The easy example is NFL football.  Anyone who follows the game knows that Sundays are set up nicely with games at Noon Central time, and 3:30 Central Time.  Not in Alaska.   The first game starts at 9am.  Think about it, a game that is traditionally enjoyed with a nice beer and a load of bratwurst now happens when you are more likely to be sipping coffee and nibbling on a doughnut.  The sports bars that show the games open early, but even they won’t serve beer right away.  While I never was able to get into a place for a game (too many football fans, too few sports bars) some tell me that nothing beats steak and eggs at the Crossroads while catching the early game.

Sometimes it works in my favor, like I am watching an Oregon/Cal football game that got started stupid late back in Kansas time, but as it moves along to late in the game I’ll move along to downtown.

The odd part of this for me to adjust to is that things happen later in the day here than I am used to.  For the most part, work begins around 8am, not just at BP but everywhere in town.  For instance, I have a standing meeting every Monday morning at 7:15am. While it was rare that we had 7am meetings back in Kansas, everyone was basically in the office or nearly there by then.  I go in for that 7:15am meeting and all involved complain about the time (except for the guy on the slope who probably had been in the office since 5) – and there are slow movers until at least 8:30am.

But its not just work.  I went to grab breakfast this morning and at 7am the restaurant was a dead zone.  Walmart was like a graveyard shift at 7:30.  Even the coffee shops were still slow by 8:30.
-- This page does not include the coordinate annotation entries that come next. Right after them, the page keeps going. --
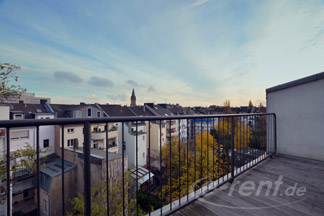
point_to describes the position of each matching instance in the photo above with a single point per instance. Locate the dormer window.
(79, 114)
(18, 116)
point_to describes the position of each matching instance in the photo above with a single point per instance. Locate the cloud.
(69, 76)
(196, 4)
(117, 97)
(132, 83)
(95, 99)
(100, 81)
(151, 89)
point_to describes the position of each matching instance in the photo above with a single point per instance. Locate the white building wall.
(130, 142)
(300, 119)
(46, 132)
(4, 112)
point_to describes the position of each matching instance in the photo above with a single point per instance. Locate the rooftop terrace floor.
(299, 172)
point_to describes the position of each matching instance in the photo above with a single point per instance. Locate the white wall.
(4, 112)
(300, 119)
(46, 132)
(130, 141)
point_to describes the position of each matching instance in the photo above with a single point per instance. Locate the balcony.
(300, 192)
(98, 135)
(196, 176)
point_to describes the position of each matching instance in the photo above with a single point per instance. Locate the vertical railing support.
(232, 150)
(275, 133)
(8, 173)
(87, 173)
(63, 203)
(38, 171)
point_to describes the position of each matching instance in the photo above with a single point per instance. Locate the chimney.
(149, 104)
(43, 101)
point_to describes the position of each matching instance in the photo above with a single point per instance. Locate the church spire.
(133, 99)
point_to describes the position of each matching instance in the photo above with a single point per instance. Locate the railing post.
(8, 174)
(232, 150)
(86, 173)
(275, 133)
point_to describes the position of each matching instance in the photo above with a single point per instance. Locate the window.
(72, 142)
(45, 206)
(15, 135)
(70, 130)
(18, 116)
(46, 143)
(78, 114)
(26, 194)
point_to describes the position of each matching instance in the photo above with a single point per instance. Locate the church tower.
(133, 99)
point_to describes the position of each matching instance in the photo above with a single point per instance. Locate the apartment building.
(26, 97)
(128, 131)
(73, 134)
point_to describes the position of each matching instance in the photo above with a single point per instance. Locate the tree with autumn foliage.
(223, 133)
(8, 78)
(189, 167)
(250, 104)
(99, 200)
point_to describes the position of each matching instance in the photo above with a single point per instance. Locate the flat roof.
(301, 81)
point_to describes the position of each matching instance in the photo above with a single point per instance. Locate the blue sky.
(192, 52)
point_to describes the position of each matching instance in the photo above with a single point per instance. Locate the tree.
(99, 200)
(203, 153)
(21, 159)
(223, 134)
(7, 78)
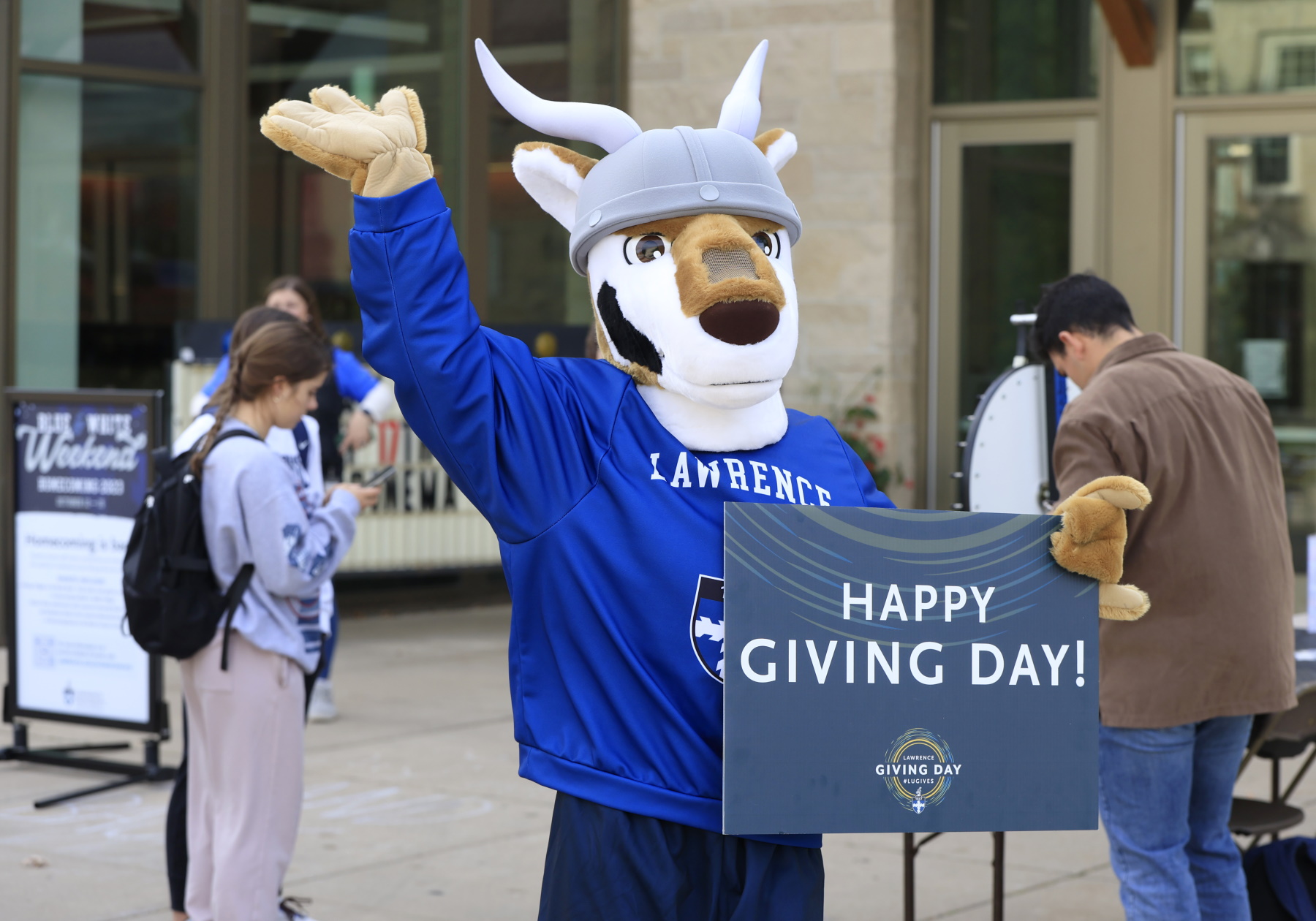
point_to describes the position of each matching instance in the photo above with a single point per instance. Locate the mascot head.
(684, 236)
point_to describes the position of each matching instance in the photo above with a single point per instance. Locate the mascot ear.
(553, 177)
(778, 146)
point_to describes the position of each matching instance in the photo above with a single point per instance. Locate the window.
(1227, 46)
(151, 34)
(998, 50)
(107, 191)
(1261, 302)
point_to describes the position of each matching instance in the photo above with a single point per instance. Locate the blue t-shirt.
(353, 379)
(605, 521)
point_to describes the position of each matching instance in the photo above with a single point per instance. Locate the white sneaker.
(291, 908)
(322, 703)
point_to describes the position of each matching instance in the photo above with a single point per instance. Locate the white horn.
(743, 110)
(603, 125)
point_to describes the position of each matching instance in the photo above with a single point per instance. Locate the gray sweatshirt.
(256, 511)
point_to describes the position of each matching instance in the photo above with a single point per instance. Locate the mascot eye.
(649, 248)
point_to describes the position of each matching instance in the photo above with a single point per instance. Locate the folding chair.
(1276, 737)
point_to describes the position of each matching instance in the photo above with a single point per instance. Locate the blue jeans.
(1165, 796)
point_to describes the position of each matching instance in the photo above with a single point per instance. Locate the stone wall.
(844, 77)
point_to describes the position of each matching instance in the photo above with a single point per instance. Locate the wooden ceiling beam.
(1133, 29)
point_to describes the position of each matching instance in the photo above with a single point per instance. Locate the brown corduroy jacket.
(1212, 550)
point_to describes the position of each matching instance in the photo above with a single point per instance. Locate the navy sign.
(904, 671)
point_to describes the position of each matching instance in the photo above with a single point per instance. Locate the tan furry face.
(692, 237)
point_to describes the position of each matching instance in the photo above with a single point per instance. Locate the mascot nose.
(740, 322)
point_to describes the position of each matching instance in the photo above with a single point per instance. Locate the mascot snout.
(740, 322)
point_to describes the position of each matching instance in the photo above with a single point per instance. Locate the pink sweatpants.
(243, 786)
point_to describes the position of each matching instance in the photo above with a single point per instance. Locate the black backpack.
(173, 602)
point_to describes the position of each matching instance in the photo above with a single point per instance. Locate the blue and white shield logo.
(706, 625)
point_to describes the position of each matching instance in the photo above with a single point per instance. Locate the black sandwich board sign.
(80, 467)
(906, 671)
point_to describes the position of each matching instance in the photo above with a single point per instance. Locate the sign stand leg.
(910, 852)
(998, 870)
(148, 771)
(998, 879)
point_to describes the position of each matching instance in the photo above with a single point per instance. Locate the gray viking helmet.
(657, 174)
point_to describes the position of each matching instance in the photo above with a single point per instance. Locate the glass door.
(1013, 208)
(1249, 276)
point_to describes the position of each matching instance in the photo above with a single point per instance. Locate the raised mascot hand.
(1092, 541)
(381, 151)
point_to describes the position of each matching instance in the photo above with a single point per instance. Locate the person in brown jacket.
(1181, 684)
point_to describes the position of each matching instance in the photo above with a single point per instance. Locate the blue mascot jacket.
(605, 523)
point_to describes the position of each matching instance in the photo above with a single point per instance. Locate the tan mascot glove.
(1092, 541)
(381, 151)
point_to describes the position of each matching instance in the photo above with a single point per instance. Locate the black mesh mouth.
(629, 342)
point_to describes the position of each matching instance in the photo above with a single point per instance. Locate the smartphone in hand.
(381, 477)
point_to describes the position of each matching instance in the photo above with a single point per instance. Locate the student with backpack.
(245, 690)
(299, 447)
(348, 381)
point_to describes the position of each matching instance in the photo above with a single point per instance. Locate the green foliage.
(869, 445)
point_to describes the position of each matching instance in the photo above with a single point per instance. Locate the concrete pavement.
(414, 809)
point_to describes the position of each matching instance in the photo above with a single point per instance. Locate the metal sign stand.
(998, 873)
(69, 756)
(149, 770)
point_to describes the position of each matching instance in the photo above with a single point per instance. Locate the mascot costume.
(605, 480)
The first thing you might think is that people don’t get up early because its dark out.  Well, it’s dark out at night too but it doesn’t stop anyone.  But like all places, people are up and moving for the same amount of time everywhere.  Things are still happening and fun well up to 10pm.  Some shows and music doesn’t start until 9pm.

But as I got to think about things, I remembered when I visited Spain a few years back. That was a country where everything was shifted back to late late late — like, people would be eating dinner around 11pm daily.  And let’s face it, people starting work in Kansas every day at 6am is … well … just insane.  So time is what it is, it fits the schedule of the world it lives in.

Now … why a puppy needs to go potty at 5:30am every day is a complete mystery.